I only discovered this because the music player - originally added as a placeholder until I could implement the classic Space Invaders marching sound - occasionally clashed with pointer usage generated by the compiler.
For context, my programming environment: TRSE, uses Pascal as its programming language. The Pascal code is then translated into assembly before being passed to a cross-compiler that produces the final C64 machine code.
The result of these pointer collisions was a series of wonderfully unpredictable bugs that required stepping through the generated assembly code to diagnose.

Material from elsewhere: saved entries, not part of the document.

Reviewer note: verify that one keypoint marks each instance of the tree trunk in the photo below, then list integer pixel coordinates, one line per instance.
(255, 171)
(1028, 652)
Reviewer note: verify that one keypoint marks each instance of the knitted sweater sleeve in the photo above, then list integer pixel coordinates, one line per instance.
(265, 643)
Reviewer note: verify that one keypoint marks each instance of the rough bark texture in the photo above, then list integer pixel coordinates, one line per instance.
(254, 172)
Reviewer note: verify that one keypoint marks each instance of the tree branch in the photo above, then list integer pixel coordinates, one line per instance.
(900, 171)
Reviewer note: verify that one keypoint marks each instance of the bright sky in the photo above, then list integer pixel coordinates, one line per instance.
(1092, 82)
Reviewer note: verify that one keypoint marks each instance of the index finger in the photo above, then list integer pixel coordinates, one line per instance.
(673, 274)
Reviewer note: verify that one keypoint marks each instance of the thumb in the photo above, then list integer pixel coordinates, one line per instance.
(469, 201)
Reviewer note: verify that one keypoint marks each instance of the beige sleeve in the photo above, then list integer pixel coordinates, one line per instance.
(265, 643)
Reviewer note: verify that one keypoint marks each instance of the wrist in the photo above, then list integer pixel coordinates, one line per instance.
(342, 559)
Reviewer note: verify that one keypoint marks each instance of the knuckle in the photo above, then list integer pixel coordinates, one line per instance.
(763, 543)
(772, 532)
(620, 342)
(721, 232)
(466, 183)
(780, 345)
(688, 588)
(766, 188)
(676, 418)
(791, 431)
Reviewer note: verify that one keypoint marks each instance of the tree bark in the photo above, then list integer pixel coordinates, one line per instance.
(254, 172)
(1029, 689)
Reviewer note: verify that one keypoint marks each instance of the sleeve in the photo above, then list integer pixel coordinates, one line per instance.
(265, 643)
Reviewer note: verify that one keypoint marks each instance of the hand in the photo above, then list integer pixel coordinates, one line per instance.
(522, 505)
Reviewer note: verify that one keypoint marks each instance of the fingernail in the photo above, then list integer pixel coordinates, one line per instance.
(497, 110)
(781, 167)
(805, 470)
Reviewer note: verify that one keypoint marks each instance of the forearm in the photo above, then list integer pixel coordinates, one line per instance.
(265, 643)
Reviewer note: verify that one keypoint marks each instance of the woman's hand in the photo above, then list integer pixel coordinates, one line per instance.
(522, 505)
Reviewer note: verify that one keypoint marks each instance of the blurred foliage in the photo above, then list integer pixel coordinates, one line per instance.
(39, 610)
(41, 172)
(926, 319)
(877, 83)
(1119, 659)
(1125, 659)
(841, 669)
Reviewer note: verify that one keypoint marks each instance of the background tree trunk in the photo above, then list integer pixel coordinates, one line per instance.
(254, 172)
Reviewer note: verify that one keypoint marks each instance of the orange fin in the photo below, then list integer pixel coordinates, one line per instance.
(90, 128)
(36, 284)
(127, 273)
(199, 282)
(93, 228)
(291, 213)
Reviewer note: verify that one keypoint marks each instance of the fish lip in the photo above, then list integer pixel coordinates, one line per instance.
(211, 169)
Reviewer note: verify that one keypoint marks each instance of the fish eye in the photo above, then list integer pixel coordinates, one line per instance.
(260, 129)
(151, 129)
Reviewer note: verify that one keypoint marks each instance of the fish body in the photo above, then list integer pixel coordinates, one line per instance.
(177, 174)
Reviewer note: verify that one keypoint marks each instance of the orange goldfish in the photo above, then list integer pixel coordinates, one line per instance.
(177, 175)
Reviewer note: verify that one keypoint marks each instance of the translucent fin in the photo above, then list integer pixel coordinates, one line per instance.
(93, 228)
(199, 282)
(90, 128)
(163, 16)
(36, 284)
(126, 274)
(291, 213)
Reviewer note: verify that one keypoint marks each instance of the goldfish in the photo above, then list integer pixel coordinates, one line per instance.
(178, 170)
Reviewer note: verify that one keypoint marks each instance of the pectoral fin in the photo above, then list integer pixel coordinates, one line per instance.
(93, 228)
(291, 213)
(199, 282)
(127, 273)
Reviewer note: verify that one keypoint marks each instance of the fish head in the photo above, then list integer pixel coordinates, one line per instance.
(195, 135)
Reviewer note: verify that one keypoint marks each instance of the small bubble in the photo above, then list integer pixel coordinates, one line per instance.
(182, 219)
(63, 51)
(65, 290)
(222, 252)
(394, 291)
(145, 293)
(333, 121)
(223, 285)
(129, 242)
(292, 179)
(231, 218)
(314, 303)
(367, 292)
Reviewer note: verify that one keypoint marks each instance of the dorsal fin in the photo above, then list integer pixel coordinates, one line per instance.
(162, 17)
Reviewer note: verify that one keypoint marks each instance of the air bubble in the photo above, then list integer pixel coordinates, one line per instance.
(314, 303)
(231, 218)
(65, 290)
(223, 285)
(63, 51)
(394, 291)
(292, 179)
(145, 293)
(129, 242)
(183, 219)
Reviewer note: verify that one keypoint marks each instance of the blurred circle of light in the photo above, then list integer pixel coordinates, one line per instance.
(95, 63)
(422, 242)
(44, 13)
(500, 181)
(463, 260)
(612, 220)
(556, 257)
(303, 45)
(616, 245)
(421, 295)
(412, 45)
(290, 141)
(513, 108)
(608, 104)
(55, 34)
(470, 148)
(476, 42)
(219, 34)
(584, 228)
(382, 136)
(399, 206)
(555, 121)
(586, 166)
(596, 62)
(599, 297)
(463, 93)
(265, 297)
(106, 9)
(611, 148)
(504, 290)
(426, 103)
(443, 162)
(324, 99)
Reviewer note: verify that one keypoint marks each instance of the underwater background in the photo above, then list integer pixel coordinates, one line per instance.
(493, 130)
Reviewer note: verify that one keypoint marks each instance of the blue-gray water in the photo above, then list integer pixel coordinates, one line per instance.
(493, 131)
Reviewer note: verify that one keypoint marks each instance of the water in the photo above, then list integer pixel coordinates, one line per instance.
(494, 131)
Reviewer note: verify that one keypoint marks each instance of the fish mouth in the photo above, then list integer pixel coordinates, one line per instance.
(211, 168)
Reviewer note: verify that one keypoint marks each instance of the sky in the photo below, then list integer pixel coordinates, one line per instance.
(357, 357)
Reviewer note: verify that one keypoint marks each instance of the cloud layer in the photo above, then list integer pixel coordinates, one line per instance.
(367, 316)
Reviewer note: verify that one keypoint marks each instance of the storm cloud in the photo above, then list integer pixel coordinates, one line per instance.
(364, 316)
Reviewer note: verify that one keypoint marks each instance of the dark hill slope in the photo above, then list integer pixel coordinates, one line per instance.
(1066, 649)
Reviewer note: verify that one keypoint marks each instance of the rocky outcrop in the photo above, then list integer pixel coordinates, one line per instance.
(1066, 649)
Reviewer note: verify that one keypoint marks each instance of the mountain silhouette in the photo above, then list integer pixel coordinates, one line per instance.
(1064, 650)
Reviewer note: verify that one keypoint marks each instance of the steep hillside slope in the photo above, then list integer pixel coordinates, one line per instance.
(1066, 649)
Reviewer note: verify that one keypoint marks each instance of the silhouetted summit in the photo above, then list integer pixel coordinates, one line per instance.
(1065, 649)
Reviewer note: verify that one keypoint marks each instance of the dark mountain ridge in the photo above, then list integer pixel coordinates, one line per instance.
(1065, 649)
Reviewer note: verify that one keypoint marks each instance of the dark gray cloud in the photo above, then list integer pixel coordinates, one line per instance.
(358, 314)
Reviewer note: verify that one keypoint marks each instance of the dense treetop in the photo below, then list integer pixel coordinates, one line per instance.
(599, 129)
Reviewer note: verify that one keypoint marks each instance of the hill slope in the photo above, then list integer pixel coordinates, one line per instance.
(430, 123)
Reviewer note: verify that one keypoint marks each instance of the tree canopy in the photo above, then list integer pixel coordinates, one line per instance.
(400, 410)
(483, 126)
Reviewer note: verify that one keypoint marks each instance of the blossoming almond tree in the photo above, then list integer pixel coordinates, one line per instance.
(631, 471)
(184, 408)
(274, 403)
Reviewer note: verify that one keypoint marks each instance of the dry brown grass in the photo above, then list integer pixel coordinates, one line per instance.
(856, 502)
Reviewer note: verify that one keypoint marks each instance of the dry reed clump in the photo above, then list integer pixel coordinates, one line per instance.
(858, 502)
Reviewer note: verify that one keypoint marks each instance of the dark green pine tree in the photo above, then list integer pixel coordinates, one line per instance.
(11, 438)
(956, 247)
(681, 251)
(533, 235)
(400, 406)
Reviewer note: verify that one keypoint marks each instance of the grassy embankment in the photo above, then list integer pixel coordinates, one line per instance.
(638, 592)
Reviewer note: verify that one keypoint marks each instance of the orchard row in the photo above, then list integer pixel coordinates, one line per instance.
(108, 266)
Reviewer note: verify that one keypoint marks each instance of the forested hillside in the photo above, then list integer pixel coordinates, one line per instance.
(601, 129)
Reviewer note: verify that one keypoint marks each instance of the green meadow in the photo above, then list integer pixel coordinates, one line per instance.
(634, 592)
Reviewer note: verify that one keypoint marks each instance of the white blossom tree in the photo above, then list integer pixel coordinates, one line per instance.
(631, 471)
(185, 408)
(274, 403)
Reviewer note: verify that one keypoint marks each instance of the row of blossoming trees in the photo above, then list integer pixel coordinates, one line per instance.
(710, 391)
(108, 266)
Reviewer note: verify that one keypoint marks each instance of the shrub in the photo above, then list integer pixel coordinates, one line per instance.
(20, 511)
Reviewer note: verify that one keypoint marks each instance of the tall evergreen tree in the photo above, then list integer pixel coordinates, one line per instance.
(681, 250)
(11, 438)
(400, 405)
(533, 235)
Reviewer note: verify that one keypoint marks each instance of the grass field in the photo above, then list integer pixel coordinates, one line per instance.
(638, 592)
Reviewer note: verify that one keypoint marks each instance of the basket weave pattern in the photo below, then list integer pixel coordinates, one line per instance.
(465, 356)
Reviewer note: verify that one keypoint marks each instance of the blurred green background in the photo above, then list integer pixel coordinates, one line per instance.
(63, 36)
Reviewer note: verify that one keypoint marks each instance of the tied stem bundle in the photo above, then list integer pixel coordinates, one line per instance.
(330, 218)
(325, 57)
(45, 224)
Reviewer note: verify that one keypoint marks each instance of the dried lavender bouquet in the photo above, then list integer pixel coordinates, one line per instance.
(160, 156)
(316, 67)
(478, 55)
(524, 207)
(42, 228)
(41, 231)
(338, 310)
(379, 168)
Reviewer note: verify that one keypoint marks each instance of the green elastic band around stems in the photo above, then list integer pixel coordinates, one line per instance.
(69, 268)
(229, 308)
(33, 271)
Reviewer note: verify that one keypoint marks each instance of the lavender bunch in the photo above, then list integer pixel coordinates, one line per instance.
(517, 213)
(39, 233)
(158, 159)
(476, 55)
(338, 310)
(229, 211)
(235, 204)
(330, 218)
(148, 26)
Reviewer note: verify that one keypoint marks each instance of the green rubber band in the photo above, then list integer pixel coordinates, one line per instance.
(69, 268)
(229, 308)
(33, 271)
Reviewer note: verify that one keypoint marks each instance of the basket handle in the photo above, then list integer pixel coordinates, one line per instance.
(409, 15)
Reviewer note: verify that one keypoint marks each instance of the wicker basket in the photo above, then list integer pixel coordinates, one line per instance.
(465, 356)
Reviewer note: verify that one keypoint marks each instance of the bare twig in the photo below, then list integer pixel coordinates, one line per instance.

And I am glad I had to do it, because it was very enlightening. And somewhat ironically, it left me feeling quite fond of the music player that caused the problem in the first place, so I guess it stays in now 😊
Two ways to avoid pointer collisions
To prevent these conflicts, you essentially have two options:
Disable interrupts while running pointer-heavy code
Ensure interrupt routines do not rely on contested pointers
Which solution to choose depends on how long the code block takes to execute.
If the code is short, temporarily disabling interrupts works fine because there is often some timing slack during a screen refresh. But if the code runs too long, interrupts can miss their window - which results in dropped frames, visual stutter, or choppy audio.
None of those are things you want in a game.
In situations like this, it’s often easier to write the critical sections directly in assembly, where you have complete control over pointer usage - or can avoid them entirely - rather than relying on the compiler.
Pascal for logic, Assembly for speed and control
Fortunately, TRSE makes this possible by allowing assembly code to be seamlessly inlined inside Pascal.
So now I do high-level game logic in Pascal, and low-level data shuffling and manipulation in assembly. Which works out swimmingly, because this is just the kind of thing that is easy to implement in assembly, but kind of a hassle in Pascal.